Оди замер в удивлении — известие о собственной смерти стало для него неожиданностью.

— Надо же… А мне все это время казалось, что я жив, — задумчиво сказал Оди и тут же прикусил язык, ибо и без того перепуганная Йарха была в шаге от разрыва сердца. — Да живой я, живой, успокойся. Кто-то ошибся.

— Точно живой? — с недоверием спросила она и ткнула пальцем, случайно попав как раз в раненое плечо.

Инженер скривился от боли, чем окончательно убедил старую кормилицу в своей живости:

— О, узнаю эту недовольную рожицу, — усмехнулась она и тут же посерьезнела. — Так ты чего пришел сюда?

— Как чего? — искренне изумился он. — Я ведь все еще люблю мою Амалу…

— Ах так! А знаешь ты, сколько ночей она не спала, когда ты пропал? Сколько слез она пролила, когда ты умер? А теперь, шесть лет спустя, ты просто так хочешь пожаловать — смотрите, вот он я, явился не запылился!

— Во-первых, я не умирал, так что это не моя вина. Во-вторых, то, что заставило меня исчезнуть, было выше моих сил…

— Йарха, чего так долго? — из глубины дома послышался нежный голос, от которого у Оди засосало под ложечкой. — Кто там?

— Никого, моя сладкая, никого! — прокричала старуха, пытаясь захлопнуть дверь перед носом Оди, посчитав его оправдания не слишком правдоподобными.

Но инженер не сдавался, и подставив ногу под удары тяжелой двери, пытался протиснуться внутрь.
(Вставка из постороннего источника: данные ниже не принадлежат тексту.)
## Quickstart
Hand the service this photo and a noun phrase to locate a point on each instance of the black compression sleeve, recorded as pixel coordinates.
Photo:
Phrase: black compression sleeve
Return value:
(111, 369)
Старуха тоже не сдавалась и так прижала колено Оди дверью, что у нее были все шансы его сломать.

— Не ходи сюда, Амала, — кричала она, пытаясь остановить легкие шаги, неуклонно приближающиеся к двери. — Здесь только сквозняк и ничего интересного, простудишься еще!
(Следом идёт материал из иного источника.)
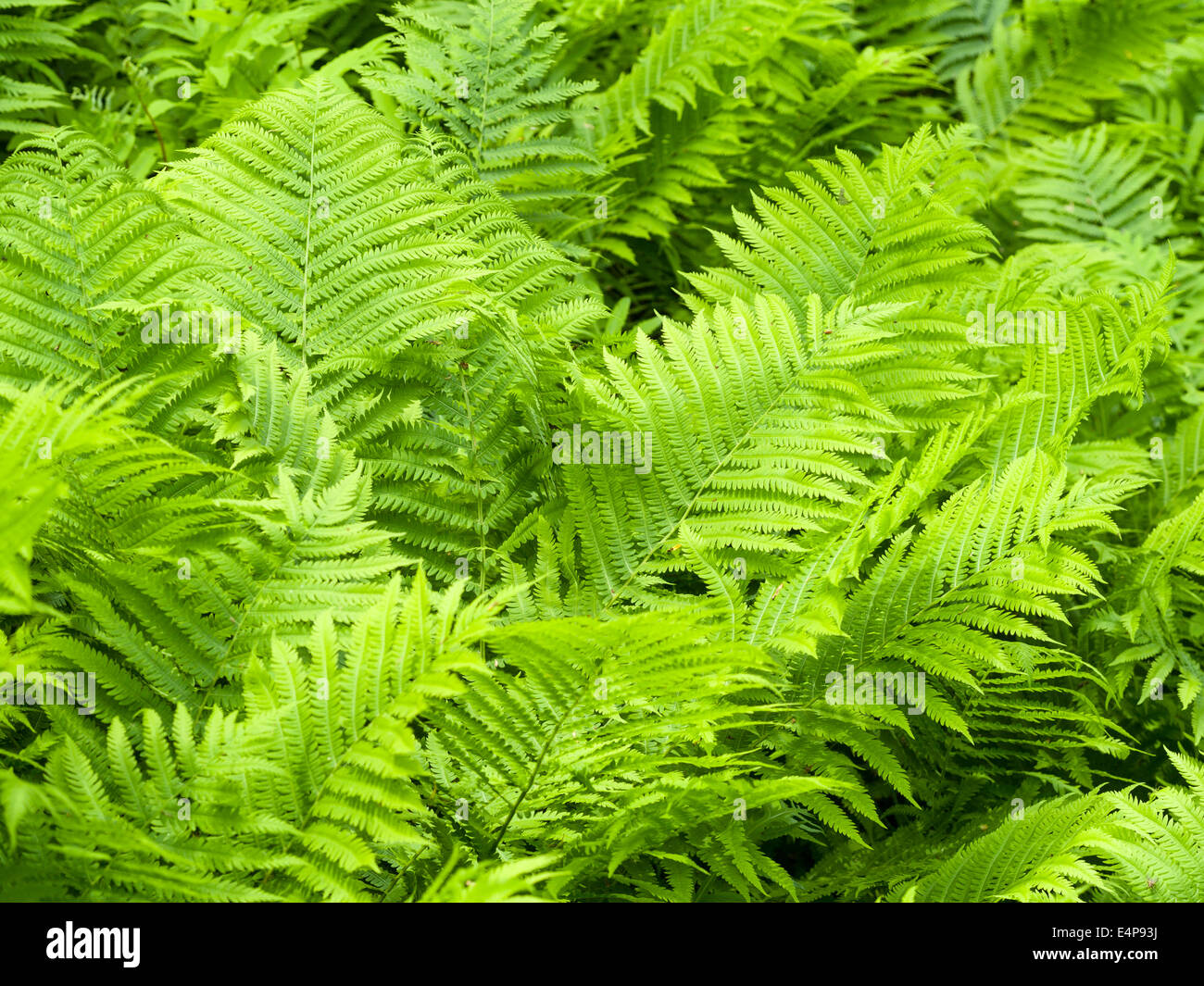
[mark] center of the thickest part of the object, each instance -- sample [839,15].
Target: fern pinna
[512,450]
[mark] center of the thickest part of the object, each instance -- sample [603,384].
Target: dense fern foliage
[602,450]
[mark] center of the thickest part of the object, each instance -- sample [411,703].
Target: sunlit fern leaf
[83,249]
[483,71]
[1043,72]
[769,459]
[1040,856]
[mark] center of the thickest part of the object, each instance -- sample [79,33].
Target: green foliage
[508,450]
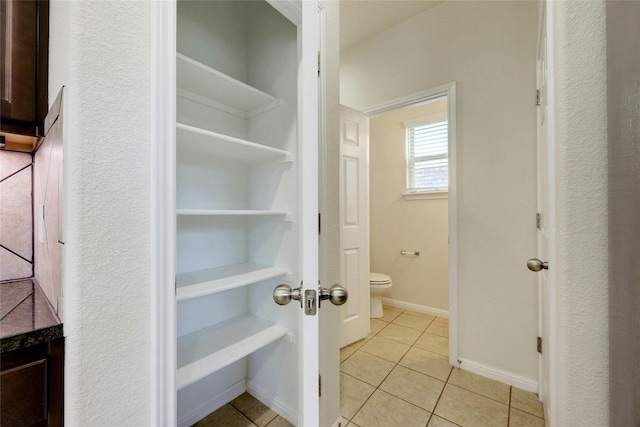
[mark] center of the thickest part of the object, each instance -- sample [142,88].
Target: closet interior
[238,203]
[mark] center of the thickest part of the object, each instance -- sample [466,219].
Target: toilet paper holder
[403,252]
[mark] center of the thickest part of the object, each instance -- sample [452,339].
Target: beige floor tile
[399,333]
[433,343]
[438,328]
[389,313]
[414,387]
[253,409]
[279,422]
[367,367]
[440,422]
[414,322]
[419,314]
[353,394]
[385,410]
[376,325]
[527,402]
[470,409]
[518,418]
[432,364]
[442,320]
[386,349]
[227,416]
[346,352]
[487,387]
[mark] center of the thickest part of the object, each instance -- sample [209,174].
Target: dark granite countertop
[26,317]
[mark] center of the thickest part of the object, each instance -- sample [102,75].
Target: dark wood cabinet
[31,385]
[24,46]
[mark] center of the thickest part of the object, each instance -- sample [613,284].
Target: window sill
[427,196]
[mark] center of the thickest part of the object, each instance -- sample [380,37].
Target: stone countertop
[26,317]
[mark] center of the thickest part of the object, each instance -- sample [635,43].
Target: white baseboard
[213,404]
[505,377]
[273,402]
[416,307]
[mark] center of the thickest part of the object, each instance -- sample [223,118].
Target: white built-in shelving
[206,143]
[205,351]
[206,85]
[204,282]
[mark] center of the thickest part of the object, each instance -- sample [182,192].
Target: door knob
[337,294]
[534,264]
[283,294]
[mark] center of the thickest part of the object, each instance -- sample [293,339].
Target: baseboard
[416,307]
[273,402]
[213,404]
[505,377]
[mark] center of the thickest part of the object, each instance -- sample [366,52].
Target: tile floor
[400,376]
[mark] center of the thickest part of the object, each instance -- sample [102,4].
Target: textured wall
[579,267]
[489,50]
[623,92]
[100,50]
[414,225]
[16,224]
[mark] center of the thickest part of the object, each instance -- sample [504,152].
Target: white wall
[623,92]
[413,225]
[579,267]
[101,51]
[489,50]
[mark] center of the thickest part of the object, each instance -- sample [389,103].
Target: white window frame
[425,192]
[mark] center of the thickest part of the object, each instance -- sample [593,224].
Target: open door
[544,215]
[354,224]
[246,249]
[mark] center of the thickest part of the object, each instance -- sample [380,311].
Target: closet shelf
[206,143]
[203,352]
[203,282]
[231,212]
[202,83]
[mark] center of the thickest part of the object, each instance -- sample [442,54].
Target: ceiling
[361,19]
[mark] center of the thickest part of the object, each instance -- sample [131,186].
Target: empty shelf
[204,142]
[203,352]
[203,282]
[202,81]
[230,212]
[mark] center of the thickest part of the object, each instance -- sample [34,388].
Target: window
[427,157]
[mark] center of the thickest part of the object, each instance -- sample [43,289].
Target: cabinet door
[23,65]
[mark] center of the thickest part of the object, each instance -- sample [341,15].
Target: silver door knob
[283,294]
[534,264]
[337,294]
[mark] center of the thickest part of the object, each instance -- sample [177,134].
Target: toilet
[378,283]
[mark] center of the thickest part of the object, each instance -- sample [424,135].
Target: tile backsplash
[16,215]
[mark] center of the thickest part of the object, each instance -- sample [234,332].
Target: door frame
[162,219]
[448,90]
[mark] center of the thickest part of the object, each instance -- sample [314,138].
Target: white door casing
[354,224]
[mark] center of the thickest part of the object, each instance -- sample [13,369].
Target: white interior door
[354,224]
[545,164]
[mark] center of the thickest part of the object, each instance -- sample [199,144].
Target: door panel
[354,224]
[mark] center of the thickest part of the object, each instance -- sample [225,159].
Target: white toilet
[378,283]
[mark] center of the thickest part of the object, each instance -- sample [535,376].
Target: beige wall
[489,50]
[396,223]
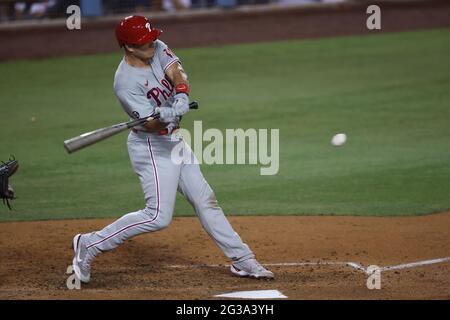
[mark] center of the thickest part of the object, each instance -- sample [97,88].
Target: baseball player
[151,76]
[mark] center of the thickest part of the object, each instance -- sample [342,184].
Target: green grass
[390,93]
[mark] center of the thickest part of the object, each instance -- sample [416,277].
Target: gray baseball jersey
[139,91]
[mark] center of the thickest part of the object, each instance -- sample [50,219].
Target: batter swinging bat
[88,138]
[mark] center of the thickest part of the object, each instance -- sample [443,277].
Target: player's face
[146,51]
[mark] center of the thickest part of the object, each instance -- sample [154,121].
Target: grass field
[390,93]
Но Амалу не пугала простуда — любопытство было сильнее. Она остановилась в двух шагах от двери и удивленно взглянула на Оди, которому все же удалось отвоевать дверь и шагнуть на порог.

— Йарха, кто это?

Девушка не узнала Оди, зато он смотрел на нее во все глаза и с каждой секундой вспоминал, почему она нравилась ему больше остальных его невест. При виде ее бархатных карих глаз, опушенных густыми ресницами, тугой косы шелковистых каштановых волос, нежной округлости плечей и соблазнительных форм, которые вовсе не скрывал простой фасон домашнего платья, Оди чувствовал, как у него внутри все переворачивается.

— Амала… Ты не узнаешь меня, — произнес инженер, горько усмехнувшись.
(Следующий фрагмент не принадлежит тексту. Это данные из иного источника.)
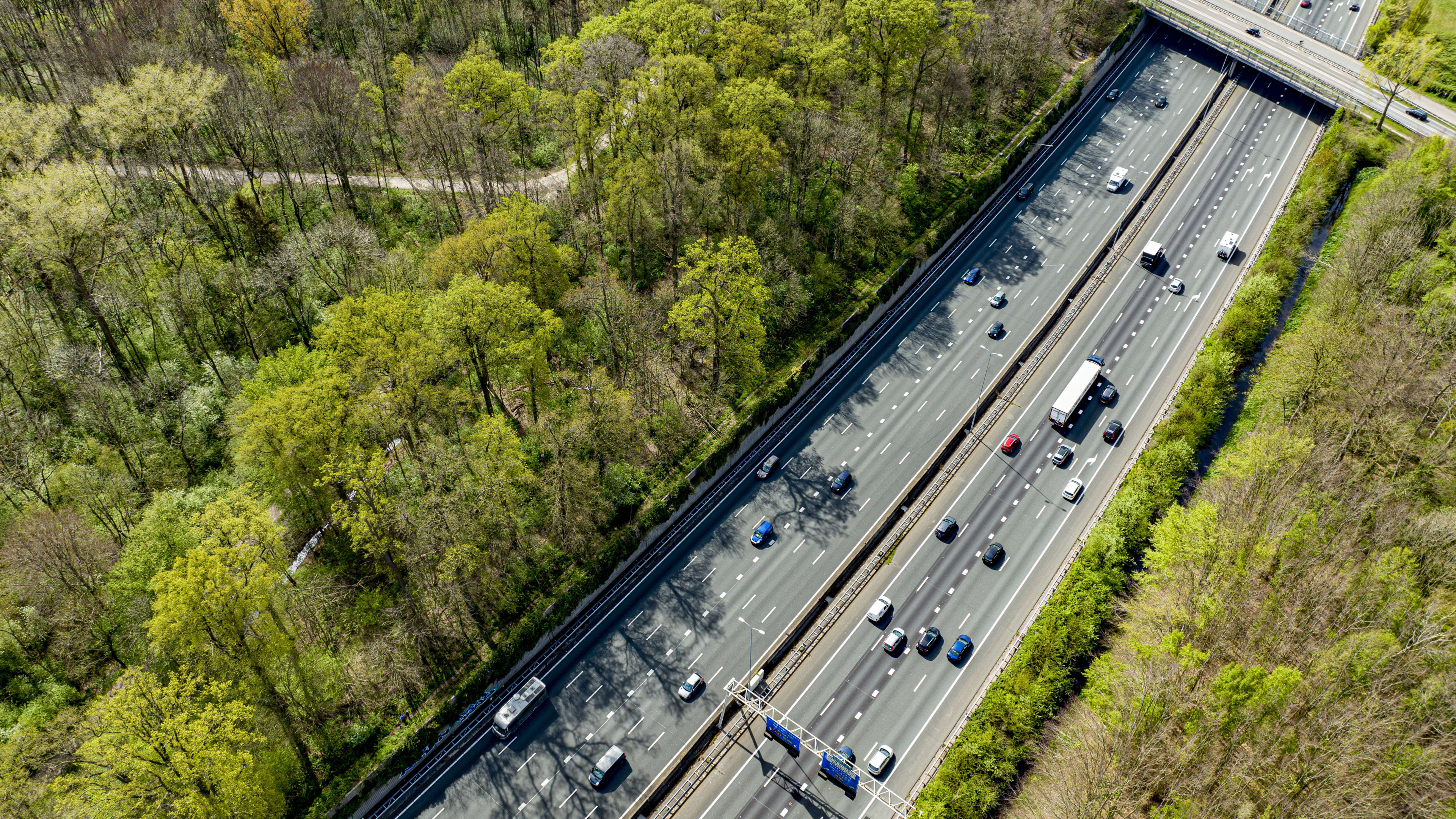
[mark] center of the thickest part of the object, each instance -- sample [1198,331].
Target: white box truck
[519,707]
[1065,411]
[1228,245]
[1151,254]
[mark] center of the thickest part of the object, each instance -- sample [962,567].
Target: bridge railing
[1256,59]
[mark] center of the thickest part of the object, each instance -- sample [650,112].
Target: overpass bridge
[1327,72]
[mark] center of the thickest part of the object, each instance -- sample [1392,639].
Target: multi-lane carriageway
[883,419]
[852,691]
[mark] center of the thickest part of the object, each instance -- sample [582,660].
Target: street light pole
[746,681]
[976,409]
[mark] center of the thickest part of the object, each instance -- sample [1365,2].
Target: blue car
[762,532]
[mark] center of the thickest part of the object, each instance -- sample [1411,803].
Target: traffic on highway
[1045,470]
[743,575]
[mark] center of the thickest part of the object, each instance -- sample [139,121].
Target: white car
[1074,489]
[880,760]
[691,687]
[894,640]
[879,610]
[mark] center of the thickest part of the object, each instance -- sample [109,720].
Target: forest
[1289,648]
[347,346]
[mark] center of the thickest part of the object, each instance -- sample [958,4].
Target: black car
[947,530]
[928,640]
[993,554]
[769,465]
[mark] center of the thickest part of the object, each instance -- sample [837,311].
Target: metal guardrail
[1314,33]
[1257,59]
[1125,248]
[883,544]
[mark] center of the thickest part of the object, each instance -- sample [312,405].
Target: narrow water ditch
[1241,385]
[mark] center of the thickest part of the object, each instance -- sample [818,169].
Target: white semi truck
[1065,411]
[519,707]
Взгляд Амалы остановился на лице Оди. Через секунду внимательного рассмотрения, ее глаза округлились, губы шевельнулись в попытке что-то сказать.

— Оди? — наконец сказала она и, громко вздохнув, лишилась чувств, рухнув на пушистый ковер.

— Ах ты паразит, язви тебя в душу, гляди, что наделал! — Йарха кинулась к своей хозяйке.

— Если б ты ей доложила обо мне как положено, все было бы хорошо! — Оди попытался свернуть вину на кормилицу.

— Если б ты женился на ней шесть лет назад, она бы от твоего вида в обморок не падала! — Йарха торжествующе глянула на инженера, который не нашелся, что на это ответить. — Ну, чего стоишь, как пень? Неси ее на диван!

«Что-то я давненько никого на руках не носил, сноровку потерял» — Оди пыхтел, пытаясь одновременно открыть дверь в комнату и не уронить свою драгоценную ношу. Наконец, дотащив бесчувственную Амалу до истертого диванчика с резными ножками, он принялся обмахивать ее книжицей, которая первой попалась под руку. Вскоре в комнату влетела Йарха, неся маленький флакончик с нюхательной солью.

Отстранив суетившегося Оди, кормилица начала ворожить над девушкой и достигла в этом неплохих результатов, ибо уже через минуту Амала пришла в себя.

— Йарха, — слабым голосом произнесла она. — Кажется, я читаю слишком много книг про призраков. Представляешь, мне показалось, будто к нам пришел Оди Сизер, мой Оди…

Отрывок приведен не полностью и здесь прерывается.